Trump
tells 37 people on death row with commuted sentences to ‘go to hell’
On Truth
Social, president-elect also lashes out at Chinese troops in Panama Canal and
Canadian PM Justin Trudeau
Robert Tait
Thu 26 Dec
2024 19.33 CET
https://www.theguardian.com/us-news/2024/dec/26/trump-biden-death-penalty-commuted
Donald Trump
has told 37 people on death row who had their sentences commuted by Joe Biden
to “go to hell” in a lacerating Christmas Day social media post.
The
president-elect – long a vocal advocate of capital punishment – lashed out at
Biden’s decision on his Truth Social platform, after wishing a merry Christmas
to political opponents he addressed as “Radical Left Lunatics”.
He then
turned to those shown clemency by Biden in a decision announced on Monday: “ …
to the 37 most violent criminals, who killed, raped, and plundered like
virtually no one before them, but were just given, incredibly, a pardon by
Sleepy Joe Biden. I refuse to wish a Merry Christmas to those lucky ‘souls’

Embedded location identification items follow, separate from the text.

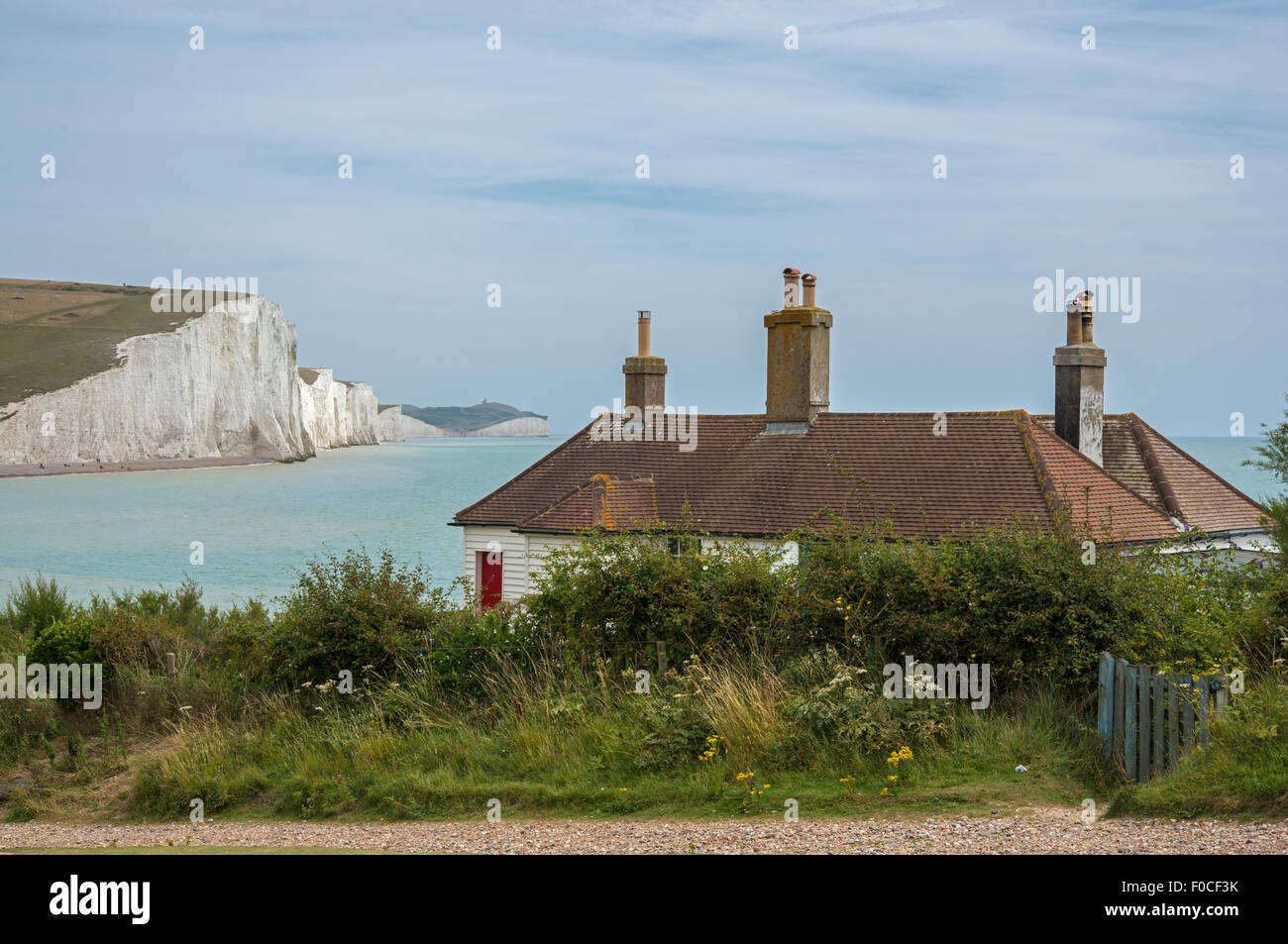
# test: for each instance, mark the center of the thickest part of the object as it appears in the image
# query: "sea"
(256, 526)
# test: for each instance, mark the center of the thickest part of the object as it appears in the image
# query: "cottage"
(798, 464)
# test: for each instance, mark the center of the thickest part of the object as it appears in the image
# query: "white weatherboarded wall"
(514, 567)
(523, 557)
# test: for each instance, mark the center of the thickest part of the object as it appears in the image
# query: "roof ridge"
(1154, 469)
(1109, 478)
(1041, 471)
(1199, 465)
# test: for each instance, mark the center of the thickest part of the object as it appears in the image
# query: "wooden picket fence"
(1146, 720)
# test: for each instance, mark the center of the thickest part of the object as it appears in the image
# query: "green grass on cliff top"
(53, 334)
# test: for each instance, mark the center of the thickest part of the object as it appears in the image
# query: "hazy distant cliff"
(522, 425)
(482, 420)
(222, 384)
(395, 428)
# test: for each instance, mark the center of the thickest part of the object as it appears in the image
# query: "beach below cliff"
(12, 472)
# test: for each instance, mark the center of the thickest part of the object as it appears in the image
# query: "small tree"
(1274, 451)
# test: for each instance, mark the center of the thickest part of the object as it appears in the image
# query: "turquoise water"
(259, 523)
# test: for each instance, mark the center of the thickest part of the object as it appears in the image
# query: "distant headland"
(481, 420)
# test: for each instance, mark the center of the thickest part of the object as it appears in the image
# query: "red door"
(487, 567)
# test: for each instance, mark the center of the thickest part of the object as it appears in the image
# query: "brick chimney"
(1080, 382)
(798, 364)
(645, 374)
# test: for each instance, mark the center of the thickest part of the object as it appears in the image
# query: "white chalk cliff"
(336, 412)
(518, 426)
(220, 385)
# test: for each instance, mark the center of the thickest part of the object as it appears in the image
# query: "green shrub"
(613, 594)
(352, 613)
(1029, 604)
(65, 642)
(35, 604)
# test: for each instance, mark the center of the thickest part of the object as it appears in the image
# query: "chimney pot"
(1080, 382)
(791, 287)
(645, 374)
(797, 376)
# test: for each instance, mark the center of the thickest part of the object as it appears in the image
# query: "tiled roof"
(1167, 476)
(988, 469)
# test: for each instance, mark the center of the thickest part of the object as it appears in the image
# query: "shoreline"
(85, 468)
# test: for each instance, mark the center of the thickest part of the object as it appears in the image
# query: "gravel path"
(1028, 831)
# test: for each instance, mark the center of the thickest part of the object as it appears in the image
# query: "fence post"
(1188, 711)
(1106, 704)
(1131, 745)
(1120, 719)
(1203, 707)
(1173, 720)
(1157, 686)
(1223, 694)
(1144, 715)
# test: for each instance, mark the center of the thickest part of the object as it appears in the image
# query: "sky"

but, instead, will say, GO TO HELL!”
Biden’s move
reduced the death sentences of 37 out of 40 prisoners on federal death row to
life imprisonment without parole and followed pressure from campaigners who
warned that they were likely to be executed on Trump’s return to the White
House.
The
exceptions applied to three men who had been convicted of offences regarded as
terrorism or hate crimes, including Dzhokhar Tsarnaev, who was found guilty of
carrying out the 2013 Boston marathon bombing attack.
Biden – a
one-time adherent of capital punishment – said in a statement that “guided by
my conscience … I am more convinced than ever that we must stop the use of the
death penalty at the federal level. I cannot stand back and let a new
administration resume executions that I halted.”
During his
first presidency, Trump restarted federal executions after a 17-year gap,
eventually presiding over more than the previous 10 presidents combined.
Biden’s
commutation order won the praise of campaigners, including Martin Luther King
III, the son of the murdered civil rights leader Martin Luther King Jr.
The majority
of those whose sentences were commuted are people of colour, and 38% are Black,
according to the Death Penalty Information Center.
One of
Trump’s earliest forays into the political arena was a full-page advert calling
for the reinstatement of the death penalty after the rape of a jogger in New
York City’s Central Park in 1989 and the subsequent arrests of five Black and
Latino teenagers, who were charged and eventually convicted of the crime. All
five, who denied involvement, were ultimately exonerated and released from
prison after another man belatedly made a confession that was confirmed by DNA
evidence.
The men, now
in their 50s, sued Trump for defamation after he falsely said during a
presidential debate with Kamala Harris in Philadelphia in September that they
had admitted guilt and that the victim had been killed.
In another
segment of his Christmas Day post, Trump sarcastically offered season’s
greetings to Chinese troops serving in the Panama Canal, which he has publicly
mused be returned to the US, and to the Canadian prime minister, Justin
Trudeau, whom he taunted with the title “governor” in the latest of several
demeaning provocations since winning November’s presidential election.
“Merry
Christmas to all, including to the wonderful soldiers of China, who are
lovingly, but illegally, operating the Panama Canal (where we lost 38,000
people in its building 110 years ago), always making certain that the United
States puts in Billions of Dollars in ‘repair’ money, but will have absolutely
nothing to say about ‘anything’,” he wrote.
“Also, to
Governor Justin Trudeau of Canada, whose Citizens’ Taxes are far too high, but
if Canada was to become our 51st State, their Taxes would be cut by more than
60%, their businesses would immediately double in size, and they would be
militarily protected like no other Country anywhere in the World.”
Christmas
wishes were also extended to the residents of Greenland, “which is needed by
the United States for National Security purposes and, who want the US to be
there, and we will”. This was a reference to his call, initially made during
his first presidency, that Denmark – which has sovereignty over the territory –
sell it to the US. Both Denmark and Greenland’s autonomous administration have
said that it is not for sale.
In a later
unrelated post, Trump wrote that he had met the retired Canadian ice hockey
star Wayne Gretzky and asked him to run for the prime minister’s office, “soon
to be known as the Governor of Canada”.
“He had no
interest, but I think the people of Canada should start a DRAFT WAYNE GRETZKY
Movement,” Trump wrote. “It would be so much fun to watch!”